Tuesday, October 2, 2007

The Phony Soldier, and Phony Democratic Outrage

The controversy surrounding Rush Limbaugh's "phony soldier" remark has reached the Orwellian level.

Do Democrats and liberals even understand the English language, or the sequence of a conversation?

Limbaugh did not attack or denigrate anti-war soldiers as "phony soldiers." He attacked and denigrated one phony soldier, Jesse MacBeth. MacBeth was in Army basic training for 40 days before he was judged unfit to serve and promptly discharged. Yet he was adopted as the latest mascot by the moveon.org fanatics after he claimed to have killed men and women leaving a Baghdad mosque while stationed in Iraq.

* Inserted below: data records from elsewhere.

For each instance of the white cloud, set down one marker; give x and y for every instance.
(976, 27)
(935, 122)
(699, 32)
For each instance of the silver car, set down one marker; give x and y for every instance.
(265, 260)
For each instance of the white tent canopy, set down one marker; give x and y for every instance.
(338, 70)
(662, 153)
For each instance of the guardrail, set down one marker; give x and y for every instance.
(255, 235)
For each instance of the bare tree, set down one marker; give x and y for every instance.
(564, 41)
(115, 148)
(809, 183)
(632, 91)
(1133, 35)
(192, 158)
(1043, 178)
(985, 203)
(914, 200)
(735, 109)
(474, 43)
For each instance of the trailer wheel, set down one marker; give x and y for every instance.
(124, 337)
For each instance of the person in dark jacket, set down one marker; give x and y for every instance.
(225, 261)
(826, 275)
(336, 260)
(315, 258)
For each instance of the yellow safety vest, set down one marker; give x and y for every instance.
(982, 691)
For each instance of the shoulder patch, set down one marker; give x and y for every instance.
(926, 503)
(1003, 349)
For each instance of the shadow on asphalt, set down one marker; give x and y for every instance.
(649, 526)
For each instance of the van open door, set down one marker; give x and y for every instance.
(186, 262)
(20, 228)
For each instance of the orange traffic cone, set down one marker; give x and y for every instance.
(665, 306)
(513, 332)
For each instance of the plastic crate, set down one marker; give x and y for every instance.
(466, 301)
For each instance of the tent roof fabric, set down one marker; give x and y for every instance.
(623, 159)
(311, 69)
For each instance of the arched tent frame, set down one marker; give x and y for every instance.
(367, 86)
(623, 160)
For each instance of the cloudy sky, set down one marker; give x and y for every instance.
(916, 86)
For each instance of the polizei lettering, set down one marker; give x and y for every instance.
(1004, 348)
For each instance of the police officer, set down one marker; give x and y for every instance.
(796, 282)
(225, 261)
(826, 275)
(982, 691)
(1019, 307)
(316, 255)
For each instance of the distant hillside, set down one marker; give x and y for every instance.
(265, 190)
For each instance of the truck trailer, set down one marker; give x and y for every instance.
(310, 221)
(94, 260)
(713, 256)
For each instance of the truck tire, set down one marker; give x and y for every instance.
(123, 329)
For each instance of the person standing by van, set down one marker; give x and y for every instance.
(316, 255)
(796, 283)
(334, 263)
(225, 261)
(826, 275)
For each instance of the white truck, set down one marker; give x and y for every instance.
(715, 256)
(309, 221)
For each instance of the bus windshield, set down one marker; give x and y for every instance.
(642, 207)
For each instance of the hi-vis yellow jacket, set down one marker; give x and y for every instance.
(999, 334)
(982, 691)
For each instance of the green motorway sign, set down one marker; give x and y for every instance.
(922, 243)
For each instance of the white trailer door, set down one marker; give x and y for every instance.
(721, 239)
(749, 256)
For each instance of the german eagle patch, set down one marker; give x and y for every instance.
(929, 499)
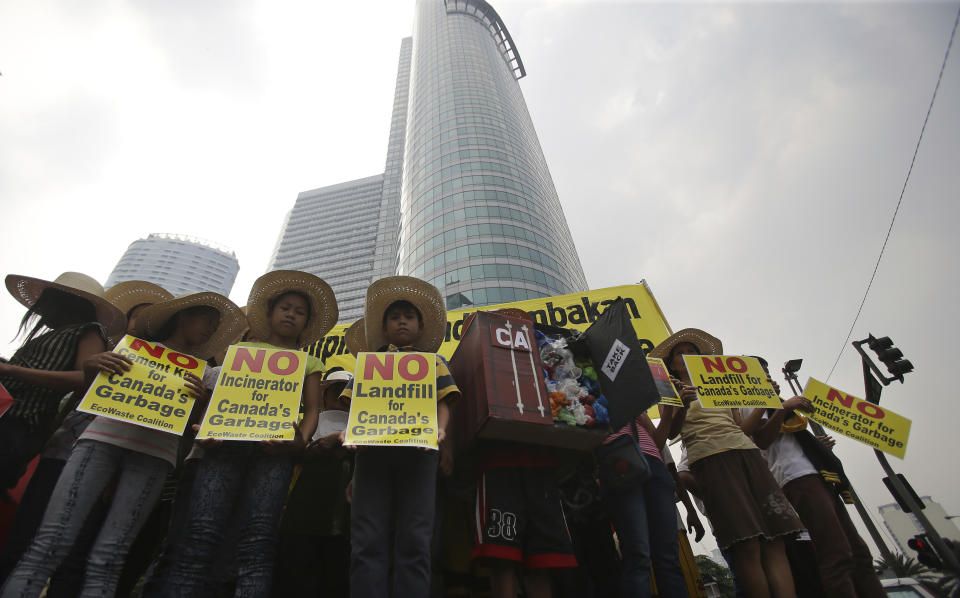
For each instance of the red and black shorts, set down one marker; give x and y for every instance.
(519, 518)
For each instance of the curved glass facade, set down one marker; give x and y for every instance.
(480, 217)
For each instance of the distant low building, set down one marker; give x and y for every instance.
(178, 263)
(903, 526)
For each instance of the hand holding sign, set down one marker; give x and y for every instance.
(394, 401)
(860, 420)
(143, 383)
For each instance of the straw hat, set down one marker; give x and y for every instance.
(423, 295)
(27, 290)
(323, 303)
(356, 337)
(131, 293)
(705, 343)
(232, 320)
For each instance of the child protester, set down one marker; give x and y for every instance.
(139, 457)
(130, 298)
(68, 321)
(313, 549)
(286, 310)
(394, 488)
(749, 511)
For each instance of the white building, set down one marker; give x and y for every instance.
(178, 263)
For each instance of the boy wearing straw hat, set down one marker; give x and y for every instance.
(394, 488)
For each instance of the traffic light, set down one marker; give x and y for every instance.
(891, 356)
(925, 552)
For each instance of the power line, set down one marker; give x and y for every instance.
(903, 190)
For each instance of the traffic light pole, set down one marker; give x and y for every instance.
(945, 553)
(818, 430)
(873, 388)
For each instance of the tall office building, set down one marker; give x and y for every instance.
(332, 233)
(347, 233)
(480, 217)
(178, 263)
(466, 201)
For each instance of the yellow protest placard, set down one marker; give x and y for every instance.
(394, 400)
(725, 381)
(858, 419)
(257, 396)
(153, 394)
(575, 310)
(668, 392)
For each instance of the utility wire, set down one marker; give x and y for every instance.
(903, 190)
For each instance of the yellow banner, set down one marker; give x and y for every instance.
(668, 392)
(257, 396)
(576, 310)
(858, 419)
(725, 381)
(153, 394)
(394, 400)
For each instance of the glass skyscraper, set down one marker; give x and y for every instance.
(480, 217)
(466, 198)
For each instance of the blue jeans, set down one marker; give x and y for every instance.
(391, 519)
(645, 518)
(259, 483)
(89, 469)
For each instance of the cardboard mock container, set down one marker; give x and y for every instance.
(503, 397)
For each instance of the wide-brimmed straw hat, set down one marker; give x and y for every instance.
(424, 296)
(27, 290)
(356, 337)
(705, 343)
(131, 293)
(323, 303)
(232, 321)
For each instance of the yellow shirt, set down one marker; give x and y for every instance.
(707, 432)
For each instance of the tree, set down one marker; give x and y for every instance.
(711, 571)
(904, 566)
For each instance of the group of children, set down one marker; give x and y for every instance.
(114, 508)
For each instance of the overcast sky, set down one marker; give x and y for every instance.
(744, 159)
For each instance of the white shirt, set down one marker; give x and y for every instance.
(785, 458)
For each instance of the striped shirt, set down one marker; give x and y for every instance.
(644, 440)
(446, 387)
(56, 351)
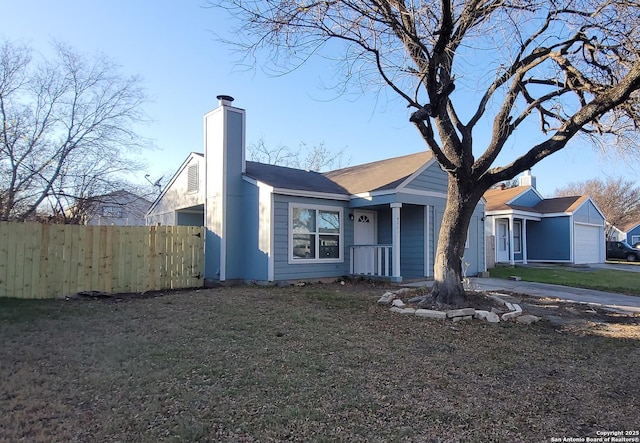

This fact didn't stop Senate Majority Leader Pat Geary Harry Reid from calling Limbaugh's comments "so beyond the pale of decency that it cannot be left alone."

Senator Tom Harkin, in one of the most unseemly and undignified rants witnessed on the Senate floor in recent memory said, "Well, I don’t know. Maybe he was just high on his drugs again. I don’t know whether he was or not. If so, he ought to let us know. But that shouldn’t be an excuse."

And John Kerry said, "In a single moment on his show, Limbaugh managed to question the patriotism of men and women in uniform who have put their lives on the line and many who died for his right to sit safely in his air-conditioned studio peddling hate."

How these three men manage to corral even one vote from the people of Nevada, Iowa and Massachusetts is near-stunning. Each has used inflammatory rhetoric that damaged troop morale, and hurt our efforts to achieve victory. They have now directed manufactured outrage at a private citizen for the sole purpose of motivating their lunatic fringe supporters on the left. It's a disgrace.